Pembatal Pahala Puasa
وَعَنْهُ قَالَ: قَالَ رَسُولُ اَللَّهِ : مَنْ لَمْ
يَدَعْ قَوْلَ اَلزُّورِ وَالْعَمَلَ بِهِ, وَالْجَهْلَ, فَلَيْسَ لِلَّهِ حَاجَةٌ
فِي أَنْ يَدَعَ طَعَامَهُ وَشَرَابَهُ )رَوَاهُ اَلْبُخَارِيُّ, وَأَبُو دَاوُدَ وَاللَّفْظُ لَهُ)
Darinya (Abu Hurairah radhiallahu
anhu), Rasulullah shallallahu alaihi wa sallam bersabda,
"Siapa yang tidak
meninggalkan ucapan dan perbuatan batil, serta prilaku bodoh, maka Allah tidak
butuh dia meninggalkan makanan dan minumannya."
(Hadits riwayat Bukhari dan Abu
Daud, redaksi berasal dari beliau)
Pemahaman Hadits dan Kesimpulan
Hukum.
- (الزور) dari segi bahasa berarti
menyimpang jalan yang lurus. Maka, makna (قول
الزور) adalah ucapan yang menyimpang dari kebenaran atau ucapan yang
diharamkan, apakah dusta, gibah, namimah, dll. (الزور) sering diartikan dengan kata
dusta, karena dusta merupakan bentuk penyimpangan yang paling nyata dari sebuah
ucapan.
- (العمل به)
maksudnya adalah (عمل الزور) yaitu semua perbuatan menyimpang
yang diharamkan.
- Yang dimaksud 'bodoh' (الجهل) dalam hadits ini bukan lawan
dari ilmu (ضد العلم)
artinya tidak berilmu. Tapi bodoh yang dimaksud disini adalah lawan dari kesantunan dan akhlak mulia (ضد الحلم). Artinya adalah perbuatan
yang tidak bermoral dan tidak terkendali, seperti marah, emosi, dll.

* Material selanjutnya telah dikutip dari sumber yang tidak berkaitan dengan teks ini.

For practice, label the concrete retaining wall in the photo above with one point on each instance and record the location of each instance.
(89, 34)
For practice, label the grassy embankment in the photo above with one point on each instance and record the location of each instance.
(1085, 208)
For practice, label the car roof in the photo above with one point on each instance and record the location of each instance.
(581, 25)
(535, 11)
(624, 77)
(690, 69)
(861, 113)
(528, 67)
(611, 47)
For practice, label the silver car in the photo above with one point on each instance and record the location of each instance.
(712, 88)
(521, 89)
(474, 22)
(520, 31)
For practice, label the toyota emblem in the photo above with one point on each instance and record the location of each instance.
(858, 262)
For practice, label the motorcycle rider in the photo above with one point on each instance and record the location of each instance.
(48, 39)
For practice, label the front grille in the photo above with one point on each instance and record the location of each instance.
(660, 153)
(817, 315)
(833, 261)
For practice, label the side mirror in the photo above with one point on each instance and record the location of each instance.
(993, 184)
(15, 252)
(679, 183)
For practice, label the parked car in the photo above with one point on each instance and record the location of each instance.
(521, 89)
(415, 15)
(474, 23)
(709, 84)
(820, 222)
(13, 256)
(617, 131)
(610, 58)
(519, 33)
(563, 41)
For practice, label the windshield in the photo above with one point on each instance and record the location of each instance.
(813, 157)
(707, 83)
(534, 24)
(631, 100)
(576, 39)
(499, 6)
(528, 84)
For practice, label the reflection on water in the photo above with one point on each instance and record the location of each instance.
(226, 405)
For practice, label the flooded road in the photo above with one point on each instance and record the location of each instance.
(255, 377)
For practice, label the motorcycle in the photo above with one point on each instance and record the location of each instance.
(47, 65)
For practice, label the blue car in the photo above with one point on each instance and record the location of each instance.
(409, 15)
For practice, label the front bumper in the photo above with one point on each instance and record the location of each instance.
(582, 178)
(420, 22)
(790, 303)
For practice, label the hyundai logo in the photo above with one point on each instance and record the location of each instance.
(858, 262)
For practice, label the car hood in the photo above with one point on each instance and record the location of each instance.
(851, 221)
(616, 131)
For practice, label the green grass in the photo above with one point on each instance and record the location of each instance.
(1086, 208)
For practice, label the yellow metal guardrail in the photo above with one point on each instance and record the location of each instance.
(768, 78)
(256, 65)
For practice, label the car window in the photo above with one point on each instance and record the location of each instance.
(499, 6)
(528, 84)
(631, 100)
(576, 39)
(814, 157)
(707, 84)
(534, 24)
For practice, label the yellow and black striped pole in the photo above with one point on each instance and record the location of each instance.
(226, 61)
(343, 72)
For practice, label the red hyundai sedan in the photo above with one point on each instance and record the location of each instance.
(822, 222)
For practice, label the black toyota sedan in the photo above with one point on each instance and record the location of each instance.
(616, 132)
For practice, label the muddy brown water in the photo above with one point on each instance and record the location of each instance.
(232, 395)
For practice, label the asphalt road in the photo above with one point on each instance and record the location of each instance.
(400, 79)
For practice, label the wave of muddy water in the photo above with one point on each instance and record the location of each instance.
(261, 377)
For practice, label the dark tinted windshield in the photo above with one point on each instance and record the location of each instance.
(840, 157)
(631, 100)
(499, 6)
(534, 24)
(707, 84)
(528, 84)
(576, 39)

- Hadits ini memberikan isyarat tentang pembatal puasa yang bersifat
maknawi, yaitu pembatal yang membatalkan nilai dan pahala puasa, apakah
sebagiannya atau seluruhnya, tapi tidak membatalkan hukum puasa. Seseorang yang
berpuasa, namun melakukan perbuatan yang diharaman, baik ucapan, perbuatan
maupun tingkah laku, maka pahala puasanya akan berkurang ataupun gugur, namun
puasanya tetap sah dan tidak diwajibkan mengqadhanya. Berbeda dengan pembatal puasa
yang bersifat hukum, jika dilakukan maka puasanya batal, dan dia harus
mengqadha di kemudian hari.
- Kaidah untuk membedakan antara pembatal puasa secara maknawi dan secara
hukum adalah; Apabila sesuatu asalnya dilarang/haram (walau di luar puasa), maka
dia adalah pembatal secara maknawi, melakukannya dapat mengurangi atau
menggugurkan pahala puasa, namun tidak membatalkan secara hukum. Adapun jika
sesuatu tersebut dilarang karena puasa (seperti makan, minum dan jimak) dan boleh dilakukan di luar puasa, maka
melakukannya dapat membatalkan puasa secara hukum.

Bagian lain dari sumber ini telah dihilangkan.